Some Women Try to Have It All. Elizabeth Wurtzel Has Nothing.
Anyway. I wish I even understood what the intent of Wurtzel’s essay was—especially because Wurtzel herself clearly points out that she herself “live(s) specifically, with intent” and has “no ability to compromise.” But I can’t. She just sounds like a real asshole. She sounds like the kind of woman who identifies with the quote that states, “I’m selfish, impatient and a little insecure. I make mistakes, I am out of control and at times hard to handle. But if you can’t handle me at my worst, then you sure as hell don’t deserve me at my best.” That quote—which, I guess Marilyn Monroe said?—is the provenance of teenage girls with Borderline Personality Disorder who like pretending that they’re this close to suicide in order to get as much attention as possible. It is, in a word, sad.

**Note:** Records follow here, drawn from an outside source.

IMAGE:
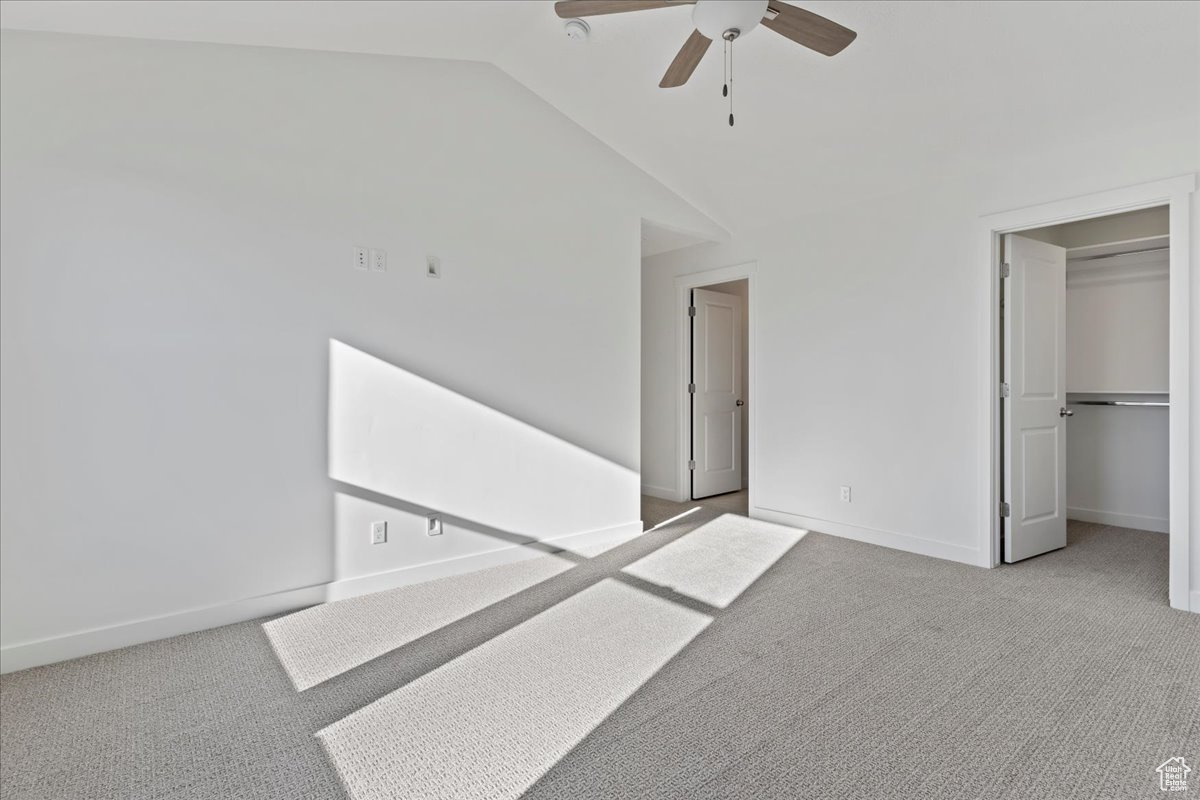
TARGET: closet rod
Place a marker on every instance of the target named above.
(1127, 252)
(1141, 403)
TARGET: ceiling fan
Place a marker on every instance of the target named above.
(726, 19)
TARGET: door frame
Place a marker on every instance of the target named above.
(1176, 194)
(683, 287)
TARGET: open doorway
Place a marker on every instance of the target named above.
(707, 463)
(1085, 366)
(1175, 194)
(719, 378)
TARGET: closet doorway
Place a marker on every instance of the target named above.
(1085, 392)
(1011, 475)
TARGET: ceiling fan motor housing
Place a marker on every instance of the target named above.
(715, 18)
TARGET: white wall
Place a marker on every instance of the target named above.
(177, 232)
(868, 332)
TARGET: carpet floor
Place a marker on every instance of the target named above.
(712, 657)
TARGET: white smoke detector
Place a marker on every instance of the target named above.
(577, 30)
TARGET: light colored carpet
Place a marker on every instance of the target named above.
(323, 642)
(492, 722)
(655, 511)
(843, 671)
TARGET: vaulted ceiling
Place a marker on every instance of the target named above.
(927, 89)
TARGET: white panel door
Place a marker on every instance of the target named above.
(1036, 409)
(717, 407)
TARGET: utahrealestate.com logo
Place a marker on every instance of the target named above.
(1173, 775)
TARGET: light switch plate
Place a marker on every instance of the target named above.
(378, 260)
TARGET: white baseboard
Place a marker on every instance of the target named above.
(873, 536)
(593, 541)
(1138, 522)
(37, 653)
(660, 492)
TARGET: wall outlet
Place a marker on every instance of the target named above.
(378, 259)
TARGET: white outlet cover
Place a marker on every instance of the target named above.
(378, 259)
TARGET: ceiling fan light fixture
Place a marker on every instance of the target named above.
(715, 18)
(576, 30)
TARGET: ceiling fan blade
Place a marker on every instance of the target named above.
(805, 28)
(687, 60)
(573, 8)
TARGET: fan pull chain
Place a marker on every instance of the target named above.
(725, 67)
(731, 83)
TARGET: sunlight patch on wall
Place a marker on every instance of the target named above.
(401, 435)
(495, 720)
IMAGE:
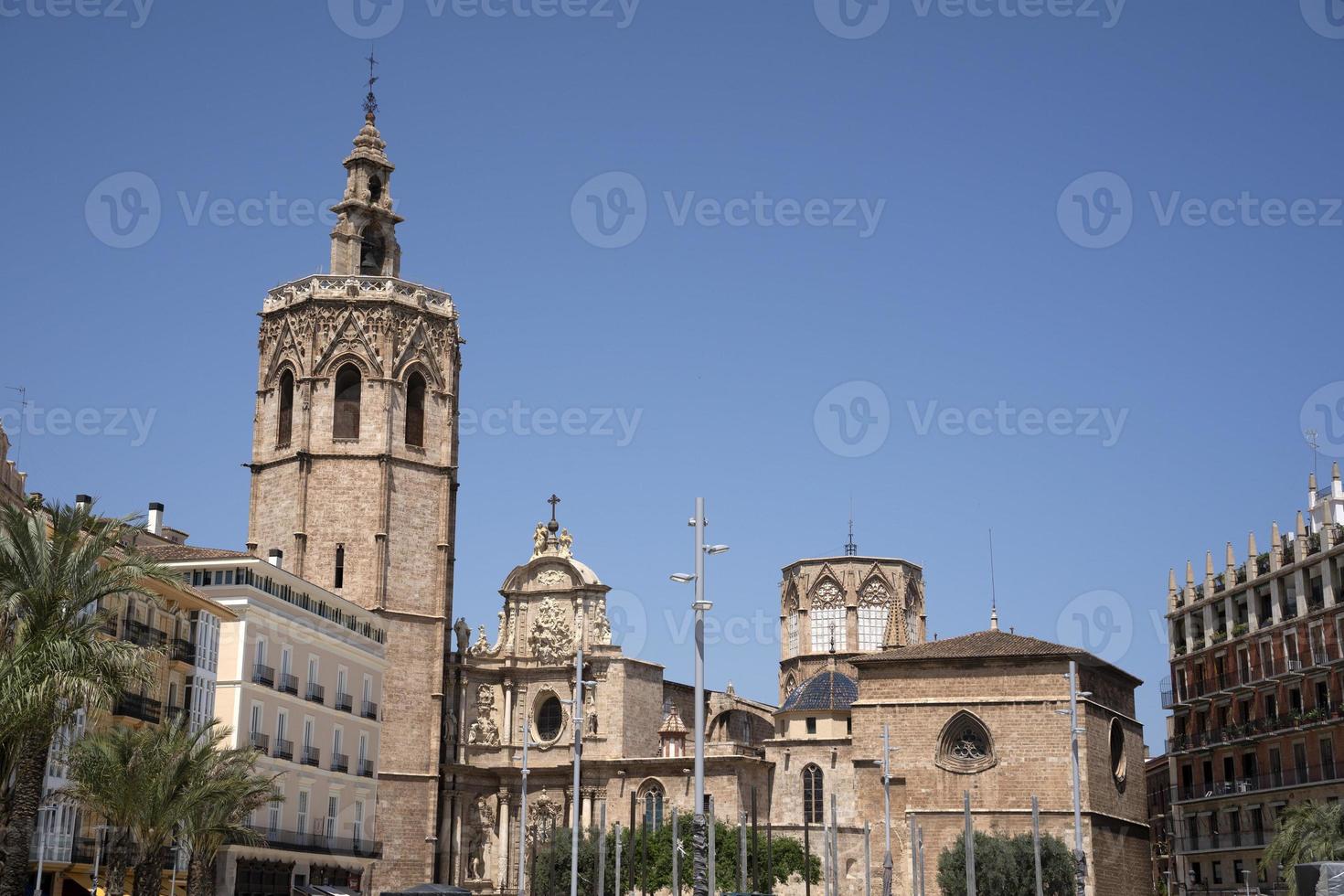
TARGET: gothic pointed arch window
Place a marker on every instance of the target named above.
(827, 618)
(346, 406)
(285, 425)
(965, 744)
(814, 795)
(372, 251)
(874, 607)
(415, 410)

But don’t waste any time feeling too badly for Wurtzel because she also wants you to know what a truly amazing life she has led. For example, did you know that she went to Harvard and Yale? You might know that if you Google the name “Elizabeth Wurtzel” as she seems to obsessively do herself. And did you know that she knows not one, not two, but THREE smart people named David? Well, she does. And she mentions them all in this essay. (It’s Boies, Foster Wallace, and Remnick if you can’t get through the whole long slog of an article.) Also, she had opportunities to live a more normal life, one where she might have squeaked by on an income in the low-six figures, but she couldn’t compromise herself in that way. She’s just too pure at heart.

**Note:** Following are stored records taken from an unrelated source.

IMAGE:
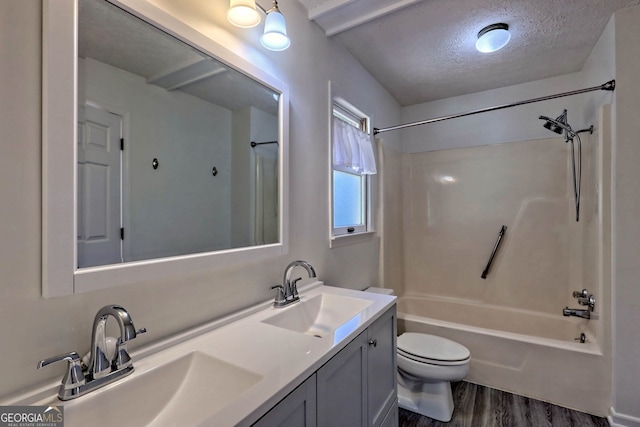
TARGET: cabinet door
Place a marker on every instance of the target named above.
(391, 420)
(382, 367)
(342, 387)
(298, 409)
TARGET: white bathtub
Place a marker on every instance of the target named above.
(524, 352)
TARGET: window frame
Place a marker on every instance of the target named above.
(343, 110)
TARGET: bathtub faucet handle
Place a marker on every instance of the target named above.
(581, 294)
(590, 301)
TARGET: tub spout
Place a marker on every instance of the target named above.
(585, 314)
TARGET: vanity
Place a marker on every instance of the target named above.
(328, 360)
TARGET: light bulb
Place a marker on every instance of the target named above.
(493, 37)
(275, 32)
(243, 13)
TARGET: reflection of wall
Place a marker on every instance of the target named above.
(249, 124)
(180, 207)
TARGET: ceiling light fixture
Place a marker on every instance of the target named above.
(493, 37)
(244, 14)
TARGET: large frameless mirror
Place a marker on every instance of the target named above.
(177, 156)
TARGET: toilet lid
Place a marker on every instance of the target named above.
(431, 347)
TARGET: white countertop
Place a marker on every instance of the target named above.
(282, 358)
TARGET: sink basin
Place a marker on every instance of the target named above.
(184, 391)
(321, 316)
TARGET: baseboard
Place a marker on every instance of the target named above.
(622, 420)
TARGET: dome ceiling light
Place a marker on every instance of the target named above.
(244, 14)
(493, 37)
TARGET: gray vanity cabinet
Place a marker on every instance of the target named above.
(298, 409)
(357, 387)
(382, 381)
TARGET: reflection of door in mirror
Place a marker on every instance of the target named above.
(99, 207)
(266, 194)
(190, 112)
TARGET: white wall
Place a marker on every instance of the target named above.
(626, 223)
(34, 328)
(165, 211)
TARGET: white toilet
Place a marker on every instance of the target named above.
(426, 366)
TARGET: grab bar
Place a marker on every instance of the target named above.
(495, 249)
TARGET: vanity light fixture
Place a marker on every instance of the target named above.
(493, 37)
(244, 14)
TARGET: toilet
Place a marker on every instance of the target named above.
(426, 366)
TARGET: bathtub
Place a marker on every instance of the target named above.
(528, 353)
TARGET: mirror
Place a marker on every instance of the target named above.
(179, 153)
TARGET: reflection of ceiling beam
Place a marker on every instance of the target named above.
(336, 16)
(186, 74)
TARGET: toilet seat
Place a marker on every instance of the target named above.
(431, 349)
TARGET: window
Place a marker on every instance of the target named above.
(352, 163)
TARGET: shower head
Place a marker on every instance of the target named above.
(553, 127)
(557, 125)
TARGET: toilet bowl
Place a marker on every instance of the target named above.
(426, 366)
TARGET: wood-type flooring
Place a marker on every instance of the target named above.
(478, 406)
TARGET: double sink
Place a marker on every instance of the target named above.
(232, 374)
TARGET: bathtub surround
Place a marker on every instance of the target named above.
(454, 201)
(42, 327)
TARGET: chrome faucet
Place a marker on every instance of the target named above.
(288, 291)
(585, 314)
(101, 371)
(584, 298)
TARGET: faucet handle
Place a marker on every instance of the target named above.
(122, 359)
(74, 377)
(294, 287)
(590, 301)
(280, 298)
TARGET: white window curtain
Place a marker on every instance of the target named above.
(352, 149)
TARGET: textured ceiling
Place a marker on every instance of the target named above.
(424, 50)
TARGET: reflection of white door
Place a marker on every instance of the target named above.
(99, 224)
(266, 194)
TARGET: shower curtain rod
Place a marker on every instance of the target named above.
(255, 144)
(610, 85)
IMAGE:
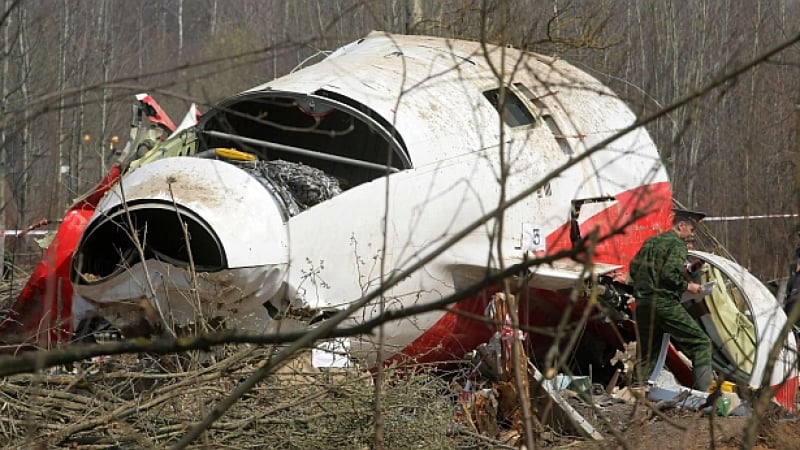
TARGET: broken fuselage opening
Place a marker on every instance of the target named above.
(153, 229)
(326, 130)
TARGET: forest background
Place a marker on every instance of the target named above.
(69, 70)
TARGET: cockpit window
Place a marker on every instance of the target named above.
(514, 112)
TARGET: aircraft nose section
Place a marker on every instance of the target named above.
(180, 240)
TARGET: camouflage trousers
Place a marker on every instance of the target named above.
(659, 316)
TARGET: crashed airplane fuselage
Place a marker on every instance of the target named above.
(301, 195)
(402, 139)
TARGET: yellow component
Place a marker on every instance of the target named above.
(727, 386)
(233, 154)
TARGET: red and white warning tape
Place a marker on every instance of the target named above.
(764, 216)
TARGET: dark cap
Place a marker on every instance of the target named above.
(684, 215)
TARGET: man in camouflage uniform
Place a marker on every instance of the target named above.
(658, 284)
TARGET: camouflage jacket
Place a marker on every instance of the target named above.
(657, 268)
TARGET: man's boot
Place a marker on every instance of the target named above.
(703, 375)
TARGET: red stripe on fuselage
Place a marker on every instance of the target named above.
(454, 334)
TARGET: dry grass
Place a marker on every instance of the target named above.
(130, 402)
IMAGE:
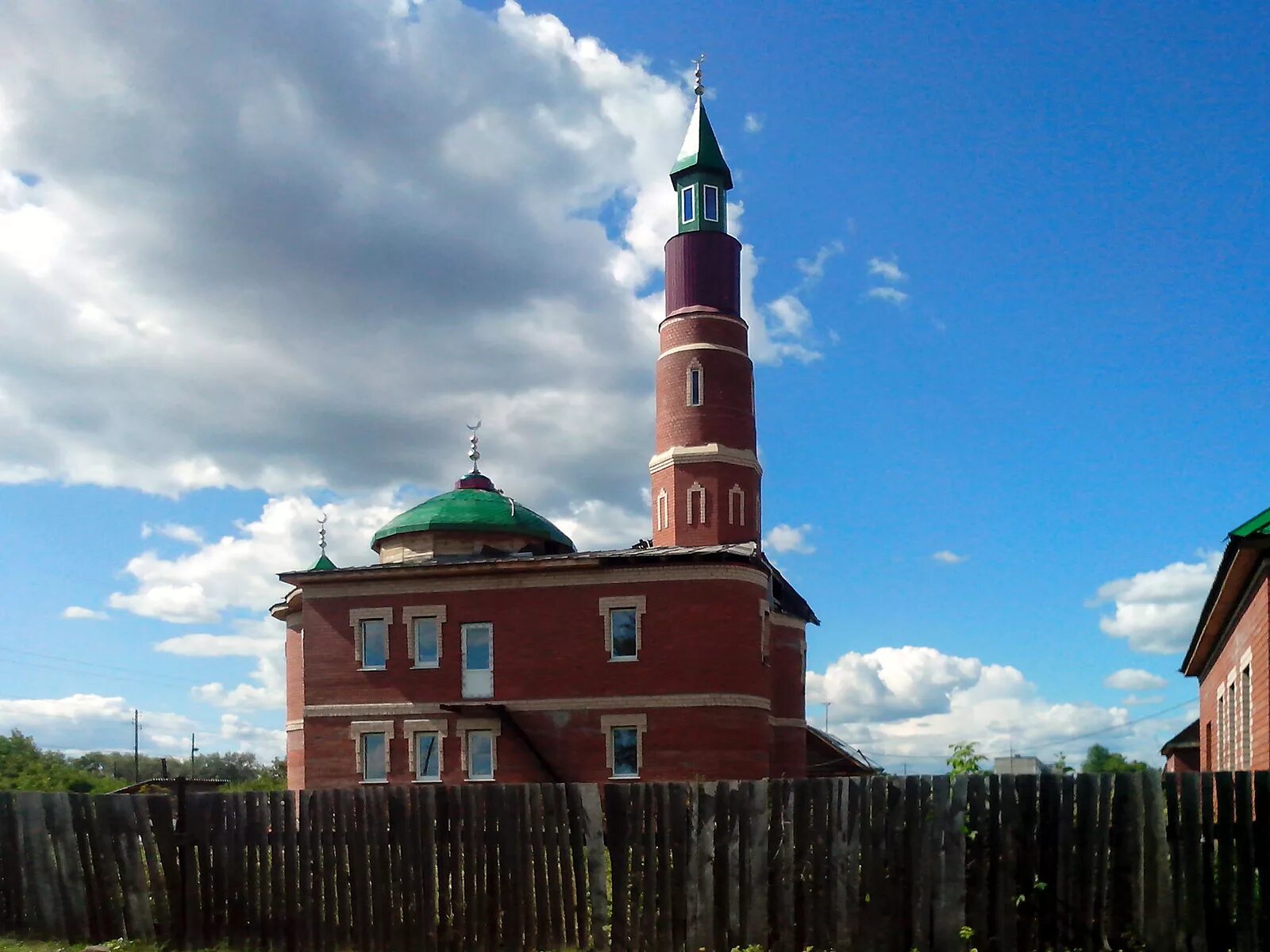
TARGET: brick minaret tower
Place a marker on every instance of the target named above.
(705, 469)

So, instead, Wurtzel finds herself in her mid-40s, basically homeless, without any real friends and writing rambling essays for New York magazine. But at least she has her integrity? Am I the only person who thinks that integrity might be completely overrated if what your “pure heart” is advising you to do is create turmoil and despair in the lives of those around you? Wurtzel, and people like her, deserve empathy, of course, but only if they want to change the ruinous behavioral patterns that Wurtzel so explicitly embraces. She doesn’t want to change. She wants other people to pick up the pieces after she blows thing up. That is not an essential part to an artistic temperament or a “free spirit.” That is just being an asshole. And it’s not that unique, either. This is probably the last thing that Elizabeth Wurtzel would ever want to think about herself, but, as it turns out, she is just another run-of-the-mill asshole who happened to get lucky with a book deal in the mid-90s and is still riding that wave, talking about Birkin bags and one-night stands as if those things mean something anymore, as if they’re relevant. They’re not. And neither, really, is Elizabeth Wurtzel.